BAL (EIP-7928) é frequentemente considerado a "pré-condição para execução paralela" nas discussões sobre Glamsterdam. Este termo não significa que todas as transações vão ser imediatamente executadas em paralelo; indica, sim, que as relações de acesso ao estado passam de pressupostos implícitos para restrições explícitas e verificáveis. Só com estas restrições claramente definidas é possível garantir um agendamento estável.

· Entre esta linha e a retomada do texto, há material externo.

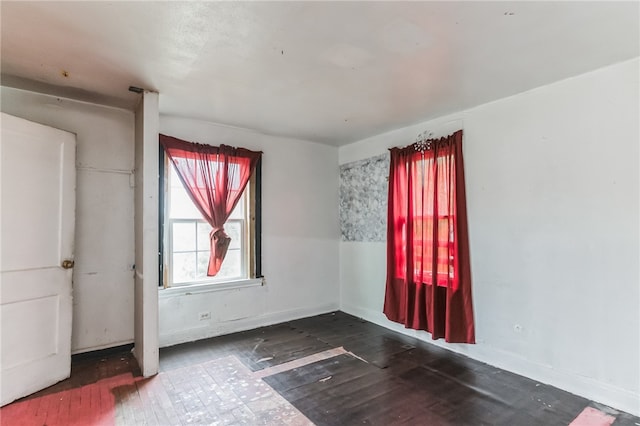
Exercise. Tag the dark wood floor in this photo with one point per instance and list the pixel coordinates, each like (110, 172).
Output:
(379, 377)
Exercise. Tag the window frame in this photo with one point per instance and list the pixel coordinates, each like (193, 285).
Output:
(252, 268)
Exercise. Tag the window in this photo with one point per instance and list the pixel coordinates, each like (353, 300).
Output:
(213, 179)
(188, 248)
(428, 270)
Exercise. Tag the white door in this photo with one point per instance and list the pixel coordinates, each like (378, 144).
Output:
(37, 208)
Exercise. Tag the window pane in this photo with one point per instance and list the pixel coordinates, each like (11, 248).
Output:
(184, 267)
(234, 230)
(203, 236)
(232, 265)
(184, 236)
(238, 211)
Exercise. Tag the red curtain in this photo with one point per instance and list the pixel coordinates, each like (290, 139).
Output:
(428, 269)
(214, 178)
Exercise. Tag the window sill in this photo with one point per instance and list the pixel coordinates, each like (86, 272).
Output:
(188, 290)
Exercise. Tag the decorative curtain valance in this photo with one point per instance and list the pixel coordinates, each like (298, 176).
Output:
(428, 270)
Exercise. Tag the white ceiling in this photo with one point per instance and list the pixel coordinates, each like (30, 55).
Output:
(330, 72)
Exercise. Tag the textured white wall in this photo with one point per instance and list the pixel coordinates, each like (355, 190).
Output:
(553, 200)
(300, 238)
(104, 250)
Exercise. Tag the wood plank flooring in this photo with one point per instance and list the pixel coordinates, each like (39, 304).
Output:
(331, 369)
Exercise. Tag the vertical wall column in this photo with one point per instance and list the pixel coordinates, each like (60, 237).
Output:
(146, 234)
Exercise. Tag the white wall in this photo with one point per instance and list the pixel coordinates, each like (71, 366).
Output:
(104, 251)
(300, 238)
(553, 192)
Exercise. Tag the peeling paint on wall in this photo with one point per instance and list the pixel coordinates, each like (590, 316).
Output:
(363, 199)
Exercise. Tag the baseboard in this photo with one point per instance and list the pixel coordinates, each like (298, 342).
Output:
(228, 327)
(594, 390)
(101, 347)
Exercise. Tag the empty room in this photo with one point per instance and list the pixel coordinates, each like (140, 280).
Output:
(320, 213)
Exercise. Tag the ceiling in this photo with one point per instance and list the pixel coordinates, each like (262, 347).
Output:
(329, 72)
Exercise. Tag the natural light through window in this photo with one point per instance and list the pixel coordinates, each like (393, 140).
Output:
(189, 244)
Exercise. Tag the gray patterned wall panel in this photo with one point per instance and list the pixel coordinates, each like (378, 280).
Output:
(363, 199)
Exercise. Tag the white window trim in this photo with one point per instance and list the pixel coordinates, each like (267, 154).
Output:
(187, 290)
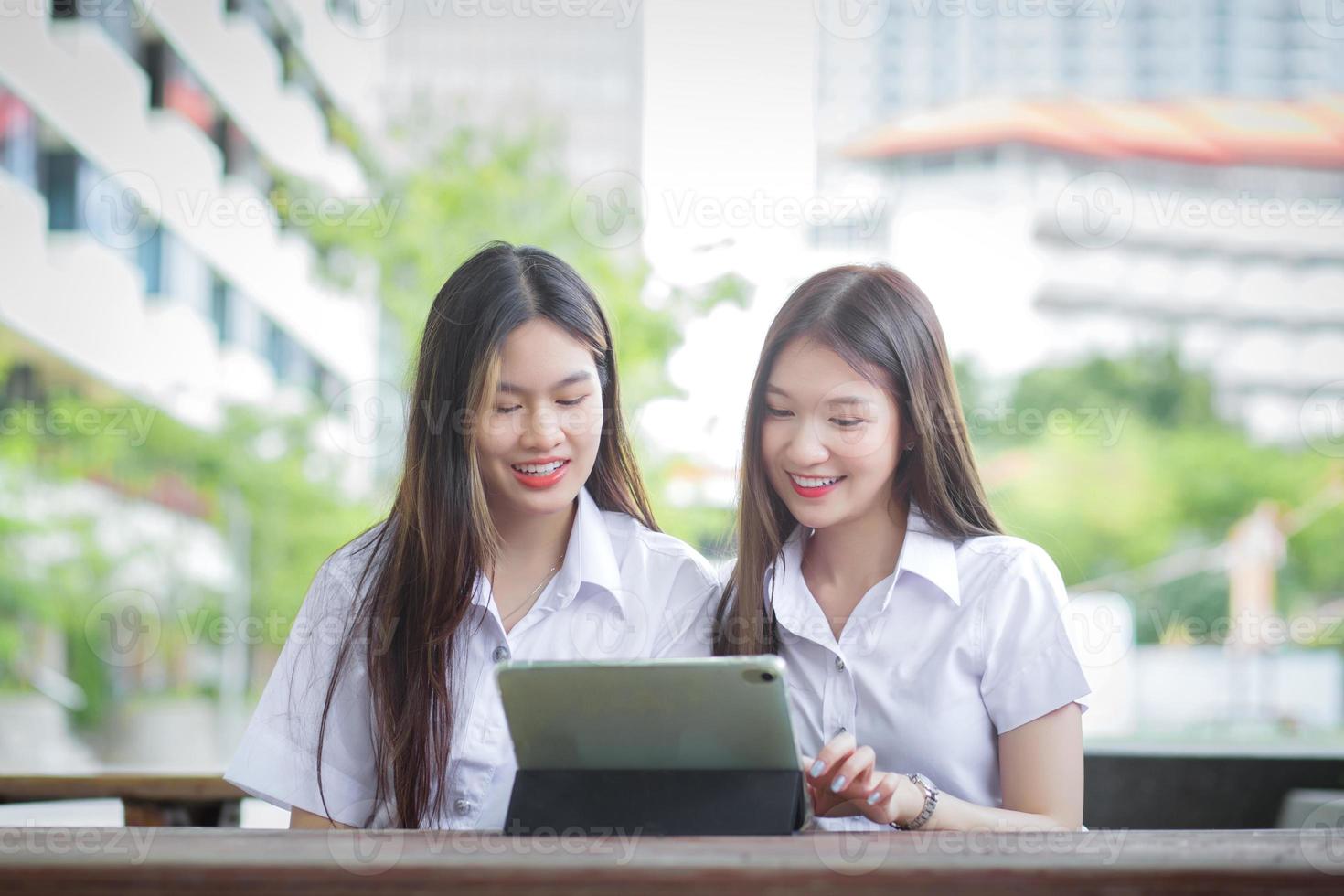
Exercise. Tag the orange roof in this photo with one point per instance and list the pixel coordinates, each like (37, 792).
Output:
(1210, 132)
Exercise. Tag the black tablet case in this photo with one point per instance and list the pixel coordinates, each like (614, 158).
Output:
(555, 801)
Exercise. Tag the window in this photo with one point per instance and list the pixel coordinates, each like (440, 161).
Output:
(17, 140)
(219, 306)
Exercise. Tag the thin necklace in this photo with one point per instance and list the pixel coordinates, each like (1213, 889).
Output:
(540, 584)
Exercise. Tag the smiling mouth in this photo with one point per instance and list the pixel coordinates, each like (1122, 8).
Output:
(538, 469)
(814, 483)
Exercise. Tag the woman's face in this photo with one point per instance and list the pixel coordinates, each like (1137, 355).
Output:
(829, 440)
(545, 423)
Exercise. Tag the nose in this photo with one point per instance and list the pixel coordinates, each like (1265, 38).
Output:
(804, 448)
(542, 430)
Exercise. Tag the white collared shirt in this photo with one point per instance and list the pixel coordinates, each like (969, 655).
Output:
(958, 645)
(623, 592)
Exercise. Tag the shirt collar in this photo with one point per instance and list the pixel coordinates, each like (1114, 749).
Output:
(589, 561)
(923, 552)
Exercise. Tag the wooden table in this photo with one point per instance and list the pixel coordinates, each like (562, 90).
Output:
(203, 861)
(149, 799)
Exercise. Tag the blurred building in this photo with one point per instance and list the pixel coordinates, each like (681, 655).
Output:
(897, 57)
(1217, 226)
(577, 69)
(140, 245)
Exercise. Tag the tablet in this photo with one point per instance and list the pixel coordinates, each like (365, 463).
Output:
(720, 712)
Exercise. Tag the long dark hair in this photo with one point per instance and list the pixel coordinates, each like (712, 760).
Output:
(423, 561)
(877, 320)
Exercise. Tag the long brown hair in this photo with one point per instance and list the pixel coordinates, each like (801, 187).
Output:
(878, 321)
(438, 534)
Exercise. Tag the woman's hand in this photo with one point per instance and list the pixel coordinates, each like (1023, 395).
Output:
(843, 781)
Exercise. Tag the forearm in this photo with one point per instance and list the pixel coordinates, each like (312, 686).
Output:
(958, 815)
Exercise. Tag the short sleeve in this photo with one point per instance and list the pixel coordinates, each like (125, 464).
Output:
(1029, 666)
(277, 756)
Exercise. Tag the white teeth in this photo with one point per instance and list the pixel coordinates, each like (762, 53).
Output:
(532, 469)
(814, 484)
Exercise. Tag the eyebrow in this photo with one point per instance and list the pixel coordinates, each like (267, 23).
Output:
(578, 377)
(843, 400)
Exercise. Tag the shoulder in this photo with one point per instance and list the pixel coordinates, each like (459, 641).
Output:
(643, 549)
(1007, 564)
(337, 578)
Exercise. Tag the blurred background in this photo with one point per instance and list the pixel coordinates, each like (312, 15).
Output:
(222, 223)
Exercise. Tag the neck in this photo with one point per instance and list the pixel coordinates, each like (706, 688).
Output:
(857, 554)
(529, 536)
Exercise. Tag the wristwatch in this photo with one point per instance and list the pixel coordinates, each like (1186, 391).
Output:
(930, 801)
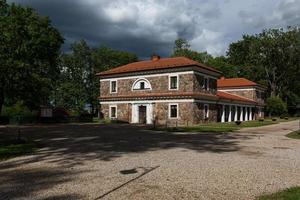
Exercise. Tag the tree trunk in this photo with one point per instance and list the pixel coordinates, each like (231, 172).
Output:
(1, 99)
(273, 89)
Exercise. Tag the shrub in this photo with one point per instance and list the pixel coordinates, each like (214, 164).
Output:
(85, 117)
(4, 120)
(275, 106)
(238, 122)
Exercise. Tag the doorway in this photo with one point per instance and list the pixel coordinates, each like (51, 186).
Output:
(142, 115)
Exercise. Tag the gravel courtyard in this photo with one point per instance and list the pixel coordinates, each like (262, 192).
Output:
(123, 162)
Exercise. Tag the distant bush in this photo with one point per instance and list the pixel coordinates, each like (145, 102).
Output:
(275, 106)
(19, 114)
(284, 115)
(4, 120)
(85, 117)
(238, 122)
(18, 109)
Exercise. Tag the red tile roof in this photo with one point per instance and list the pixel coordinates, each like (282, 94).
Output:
(235, 82)
(163, 63)
(232, 97)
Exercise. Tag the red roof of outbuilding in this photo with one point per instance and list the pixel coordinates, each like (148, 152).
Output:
(235, 82)
(163, 63)
(228, 96)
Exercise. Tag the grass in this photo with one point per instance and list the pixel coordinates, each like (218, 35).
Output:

Esta camada de restrição está diretamente associada aos objetivos de atualização descritos no Glamsterdam Upgrade Overview e complementa o mecanismo ePBS (EIP-7732): o ePBS define os limites de colaboração para produção de blocos, enquanto o BAL estabelece os limites das restrições de execução. O artigo O impacto de Glamsterdam nas DApps demonstra como as alterações nesta camada condicionam as expectativas de desempenho das aplicações e a cadência de libertação.
BAL significa Block-Level Access Lists, que registam as contas e os slots de armazenamento acedidos durante a execução do bloco, podendo também incluir resultados do estado após a execução. O objetivo não é substituir o motor de execução, mas sim proporcionar deteção de conflitos antecipada e entradas de preparação de dados mais claras.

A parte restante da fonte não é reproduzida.